Dear Matthew,

We faced similar challenges when collecting and shipping subsurface water samples or samples from freshwater lochs.

Samples were collected by pulling them up into use-once sterile syringes.

Since sample volume was not a limiting factor we settled on filling 22 mL glass vials (the type typically used for head-space analysis) to the brim (actually to slight overflow) and sealing the vials with crimp seals fitted with PTFE backed silicone septa.

This approach can easily be adapted to smaller sample volumes by using e.g. 2 mL autosampler vials (amber) and correspondingly size crimp seals.

To minimize risk of sample deterioration due to microbial activity we sterile filtrated samples through 0.2 um syringe filters into the vials.

The small air volume in a vial is completely replaced by the water sample during this process.  However, if you feel even this contact with air might cause problems for your particular samples you could crimp the vials and flush them with N2 prior to use.  To do this you jury-rig a syringe needle to a N2 cylinder and insert the needle through the septum.  You need a second relieve needle through which air can escape and to prevent pressurizing the vial.

Kind regards,


-----Original Message-----
From: Stable Isotope Geochemistry [mailto:[log in to unmask]] On Behalf Of Matthew DeCesare
Sent: 16 December 2014 20:43
To: [log in to unmask]
Subject: [ISOGEOCHEM] Preventing pore water d18O & DO contamination

Hello everyone,

I will be taking part in an Antarctic expedition to the Ross Sea in January and will be using Rhizon samplers to extract pore water from kasten and piston cores for pH, dissolved oxygen, salinity and d18O analysis.

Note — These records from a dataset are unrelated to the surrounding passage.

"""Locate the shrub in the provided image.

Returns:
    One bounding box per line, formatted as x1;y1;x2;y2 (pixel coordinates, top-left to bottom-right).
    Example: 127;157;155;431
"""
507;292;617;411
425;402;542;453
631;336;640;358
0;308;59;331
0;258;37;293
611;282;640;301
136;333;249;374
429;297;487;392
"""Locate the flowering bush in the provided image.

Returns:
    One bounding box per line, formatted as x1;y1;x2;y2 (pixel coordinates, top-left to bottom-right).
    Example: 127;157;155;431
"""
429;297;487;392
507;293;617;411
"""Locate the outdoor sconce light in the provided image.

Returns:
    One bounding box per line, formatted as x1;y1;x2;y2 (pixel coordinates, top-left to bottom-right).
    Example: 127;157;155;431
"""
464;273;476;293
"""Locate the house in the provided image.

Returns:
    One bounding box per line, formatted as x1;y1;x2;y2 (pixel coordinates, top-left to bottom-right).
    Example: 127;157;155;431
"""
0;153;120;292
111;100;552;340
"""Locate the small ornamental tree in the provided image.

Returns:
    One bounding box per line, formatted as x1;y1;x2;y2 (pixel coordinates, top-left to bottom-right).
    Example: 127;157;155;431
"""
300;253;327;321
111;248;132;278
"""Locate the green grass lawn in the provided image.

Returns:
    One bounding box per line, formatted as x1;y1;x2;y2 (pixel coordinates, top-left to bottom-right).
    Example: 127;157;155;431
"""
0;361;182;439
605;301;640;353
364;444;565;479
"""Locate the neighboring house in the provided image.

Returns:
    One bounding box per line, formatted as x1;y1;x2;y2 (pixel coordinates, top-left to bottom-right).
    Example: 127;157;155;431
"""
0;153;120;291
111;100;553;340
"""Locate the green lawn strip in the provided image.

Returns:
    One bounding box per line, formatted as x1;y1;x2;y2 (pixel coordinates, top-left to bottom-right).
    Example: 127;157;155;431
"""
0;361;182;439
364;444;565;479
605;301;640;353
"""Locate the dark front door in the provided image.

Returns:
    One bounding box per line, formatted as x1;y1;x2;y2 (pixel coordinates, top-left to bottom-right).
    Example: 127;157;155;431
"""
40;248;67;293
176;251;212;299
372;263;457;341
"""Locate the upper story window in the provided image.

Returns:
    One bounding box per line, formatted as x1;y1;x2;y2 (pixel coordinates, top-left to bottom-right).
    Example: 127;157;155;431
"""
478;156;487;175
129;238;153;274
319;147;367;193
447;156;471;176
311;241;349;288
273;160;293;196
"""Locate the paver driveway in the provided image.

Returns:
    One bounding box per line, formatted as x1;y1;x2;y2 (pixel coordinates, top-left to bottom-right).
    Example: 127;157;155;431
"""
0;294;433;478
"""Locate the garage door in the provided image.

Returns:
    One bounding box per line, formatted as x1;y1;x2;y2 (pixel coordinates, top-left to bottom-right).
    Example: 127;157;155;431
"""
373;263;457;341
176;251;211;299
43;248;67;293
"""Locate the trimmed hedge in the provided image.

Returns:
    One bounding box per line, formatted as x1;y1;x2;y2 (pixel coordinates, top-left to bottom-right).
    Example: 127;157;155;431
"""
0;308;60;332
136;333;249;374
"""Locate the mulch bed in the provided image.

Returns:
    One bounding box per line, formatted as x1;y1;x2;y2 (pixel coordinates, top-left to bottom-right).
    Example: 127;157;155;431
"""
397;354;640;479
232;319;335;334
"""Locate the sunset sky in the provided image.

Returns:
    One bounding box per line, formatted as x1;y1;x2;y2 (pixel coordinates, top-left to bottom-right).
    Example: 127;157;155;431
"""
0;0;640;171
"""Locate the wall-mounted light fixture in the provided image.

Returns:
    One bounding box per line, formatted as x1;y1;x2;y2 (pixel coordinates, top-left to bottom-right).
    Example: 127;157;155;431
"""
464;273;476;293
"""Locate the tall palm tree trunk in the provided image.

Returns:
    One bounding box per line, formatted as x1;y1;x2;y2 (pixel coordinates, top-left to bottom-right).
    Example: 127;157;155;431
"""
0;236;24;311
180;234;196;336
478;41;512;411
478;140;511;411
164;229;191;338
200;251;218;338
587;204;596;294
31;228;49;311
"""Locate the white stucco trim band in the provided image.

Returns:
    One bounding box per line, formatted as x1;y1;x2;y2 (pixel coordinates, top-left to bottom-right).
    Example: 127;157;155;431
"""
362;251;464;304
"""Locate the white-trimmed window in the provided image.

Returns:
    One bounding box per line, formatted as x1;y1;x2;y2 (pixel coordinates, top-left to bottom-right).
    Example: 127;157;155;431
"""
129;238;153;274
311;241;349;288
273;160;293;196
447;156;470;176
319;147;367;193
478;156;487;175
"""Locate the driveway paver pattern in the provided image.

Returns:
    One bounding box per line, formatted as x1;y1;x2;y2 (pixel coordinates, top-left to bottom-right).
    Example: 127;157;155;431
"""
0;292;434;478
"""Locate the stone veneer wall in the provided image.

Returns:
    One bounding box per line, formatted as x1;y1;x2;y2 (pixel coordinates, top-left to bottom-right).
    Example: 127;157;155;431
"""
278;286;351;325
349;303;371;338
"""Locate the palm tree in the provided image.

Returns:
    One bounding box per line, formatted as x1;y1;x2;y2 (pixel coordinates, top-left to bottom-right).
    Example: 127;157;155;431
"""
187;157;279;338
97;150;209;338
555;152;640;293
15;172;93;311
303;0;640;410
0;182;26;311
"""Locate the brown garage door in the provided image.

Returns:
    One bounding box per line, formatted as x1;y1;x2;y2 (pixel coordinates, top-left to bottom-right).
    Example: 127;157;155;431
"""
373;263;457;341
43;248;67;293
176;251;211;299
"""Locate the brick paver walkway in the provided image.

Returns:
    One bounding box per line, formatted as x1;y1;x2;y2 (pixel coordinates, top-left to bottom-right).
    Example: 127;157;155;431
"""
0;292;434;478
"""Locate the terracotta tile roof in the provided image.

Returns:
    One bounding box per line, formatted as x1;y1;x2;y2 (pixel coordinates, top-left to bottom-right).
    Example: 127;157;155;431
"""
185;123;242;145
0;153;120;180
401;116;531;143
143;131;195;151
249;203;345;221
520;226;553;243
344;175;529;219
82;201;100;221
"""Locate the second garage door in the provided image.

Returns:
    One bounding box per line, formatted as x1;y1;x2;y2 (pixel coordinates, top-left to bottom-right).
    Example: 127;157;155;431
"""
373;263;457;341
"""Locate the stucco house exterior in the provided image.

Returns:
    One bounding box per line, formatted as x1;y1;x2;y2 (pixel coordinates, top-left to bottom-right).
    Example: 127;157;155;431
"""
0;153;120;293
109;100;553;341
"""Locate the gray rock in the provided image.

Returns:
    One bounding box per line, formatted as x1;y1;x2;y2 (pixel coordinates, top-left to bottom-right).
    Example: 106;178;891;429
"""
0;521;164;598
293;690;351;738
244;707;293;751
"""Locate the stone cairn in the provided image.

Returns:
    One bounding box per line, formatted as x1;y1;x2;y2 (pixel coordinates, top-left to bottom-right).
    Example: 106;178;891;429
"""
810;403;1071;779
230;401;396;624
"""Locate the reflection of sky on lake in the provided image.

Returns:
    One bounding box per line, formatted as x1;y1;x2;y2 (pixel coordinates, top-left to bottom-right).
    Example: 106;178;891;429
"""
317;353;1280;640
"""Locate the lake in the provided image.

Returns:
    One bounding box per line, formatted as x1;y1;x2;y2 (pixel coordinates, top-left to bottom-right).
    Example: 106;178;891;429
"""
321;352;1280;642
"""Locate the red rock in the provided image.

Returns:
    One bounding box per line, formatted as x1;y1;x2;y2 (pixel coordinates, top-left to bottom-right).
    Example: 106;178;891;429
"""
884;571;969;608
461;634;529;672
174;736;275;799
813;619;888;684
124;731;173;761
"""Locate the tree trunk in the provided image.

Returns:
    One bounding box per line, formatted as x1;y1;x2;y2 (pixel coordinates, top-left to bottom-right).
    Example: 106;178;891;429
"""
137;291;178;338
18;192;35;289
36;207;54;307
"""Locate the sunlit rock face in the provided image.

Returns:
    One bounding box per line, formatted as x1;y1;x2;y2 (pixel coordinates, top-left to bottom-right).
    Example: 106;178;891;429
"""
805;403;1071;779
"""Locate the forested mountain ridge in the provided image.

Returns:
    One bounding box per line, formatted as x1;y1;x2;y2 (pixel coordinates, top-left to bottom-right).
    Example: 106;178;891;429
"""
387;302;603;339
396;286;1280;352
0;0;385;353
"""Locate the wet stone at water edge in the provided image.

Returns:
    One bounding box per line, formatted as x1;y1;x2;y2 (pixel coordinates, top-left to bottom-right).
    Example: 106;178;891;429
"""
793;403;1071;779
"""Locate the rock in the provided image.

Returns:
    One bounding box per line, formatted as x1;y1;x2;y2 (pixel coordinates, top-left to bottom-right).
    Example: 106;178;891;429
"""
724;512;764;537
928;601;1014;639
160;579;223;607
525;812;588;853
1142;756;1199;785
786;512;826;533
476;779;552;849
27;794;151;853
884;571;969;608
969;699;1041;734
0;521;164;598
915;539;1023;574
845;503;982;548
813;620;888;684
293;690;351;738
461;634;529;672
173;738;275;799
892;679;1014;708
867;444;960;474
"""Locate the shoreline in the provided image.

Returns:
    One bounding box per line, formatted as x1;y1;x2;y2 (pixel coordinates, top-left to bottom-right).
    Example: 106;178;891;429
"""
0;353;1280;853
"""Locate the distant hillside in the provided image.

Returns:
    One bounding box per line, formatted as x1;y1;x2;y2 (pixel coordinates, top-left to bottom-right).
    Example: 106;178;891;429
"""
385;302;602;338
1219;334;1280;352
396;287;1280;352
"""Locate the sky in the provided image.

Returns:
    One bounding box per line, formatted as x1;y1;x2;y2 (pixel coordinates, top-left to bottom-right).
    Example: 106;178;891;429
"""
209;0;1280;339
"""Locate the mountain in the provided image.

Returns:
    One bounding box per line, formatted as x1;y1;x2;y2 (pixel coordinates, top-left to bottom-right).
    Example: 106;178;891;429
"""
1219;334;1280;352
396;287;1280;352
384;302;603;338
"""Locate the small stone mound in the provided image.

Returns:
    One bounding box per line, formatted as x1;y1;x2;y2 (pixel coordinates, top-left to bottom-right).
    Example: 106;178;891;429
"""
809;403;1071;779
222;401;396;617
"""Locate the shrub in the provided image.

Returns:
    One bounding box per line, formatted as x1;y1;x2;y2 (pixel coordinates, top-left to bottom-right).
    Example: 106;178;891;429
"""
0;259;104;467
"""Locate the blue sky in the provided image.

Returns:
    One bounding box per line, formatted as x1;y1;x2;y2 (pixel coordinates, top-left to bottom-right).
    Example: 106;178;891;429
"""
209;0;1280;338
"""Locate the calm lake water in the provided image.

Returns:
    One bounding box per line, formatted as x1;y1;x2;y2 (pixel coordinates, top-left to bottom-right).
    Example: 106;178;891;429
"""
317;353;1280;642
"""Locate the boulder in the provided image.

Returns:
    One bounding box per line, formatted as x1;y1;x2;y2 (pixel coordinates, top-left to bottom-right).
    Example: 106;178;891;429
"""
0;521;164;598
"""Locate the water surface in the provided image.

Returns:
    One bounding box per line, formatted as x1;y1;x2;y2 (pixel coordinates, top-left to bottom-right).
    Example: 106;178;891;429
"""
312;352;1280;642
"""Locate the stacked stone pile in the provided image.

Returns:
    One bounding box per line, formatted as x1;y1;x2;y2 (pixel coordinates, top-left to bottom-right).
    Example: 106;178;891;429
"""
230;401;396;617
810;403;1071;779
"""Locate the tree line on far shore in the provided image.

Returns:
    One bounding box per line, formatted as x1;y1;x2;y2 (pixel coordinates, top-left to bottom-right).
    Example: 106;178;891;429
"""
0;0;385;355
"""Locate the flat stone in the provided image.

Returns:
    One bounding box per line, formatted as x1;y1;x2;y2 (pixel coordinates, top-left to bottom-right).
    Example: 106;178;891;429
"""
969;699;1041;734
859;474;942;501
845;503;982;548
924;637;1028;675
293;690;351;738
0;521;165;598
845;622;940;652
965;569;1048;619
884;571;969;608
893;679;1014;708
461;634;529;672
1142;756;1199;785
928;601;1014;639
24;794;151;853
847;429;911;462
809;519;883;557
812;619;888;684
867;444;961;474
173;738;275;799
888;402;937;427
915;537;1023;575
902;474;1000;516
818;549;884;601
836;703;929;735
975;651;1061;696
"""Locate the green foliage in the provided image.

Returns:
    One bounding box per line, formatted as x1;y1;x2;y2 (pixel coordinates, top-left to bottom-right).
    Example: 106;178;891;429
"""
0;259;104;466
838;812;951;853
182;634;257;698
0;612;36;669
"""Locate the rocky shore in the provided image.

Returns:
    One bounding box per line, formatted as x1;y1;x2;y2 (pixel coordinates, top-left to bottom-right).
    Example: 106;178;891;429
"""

However I am concerned about sample contamination with regard to DO and d18O and would like your advice.

In the original proposal the extracted pore waters were going to be injected into septa capped glass vials under a Helium filled portable glove bag, however there were concerns using pressurized glass vials and needles on a ship. It was advised that we use HDPE bottles (or centrifuge vials) to store the pore water after extraction. I am unsure if the pore water will be contaminated by the atmosphere during extraction (using a syringe as a vacuum attached to a hydrophobic tube and filter placed inside of the core) and if there is a method for storing pore water that will minimize possible gas exchange.

I would imagine that unless the extraction and analysis is done under an anoxic environment, the pore water will be compromised. Is this true?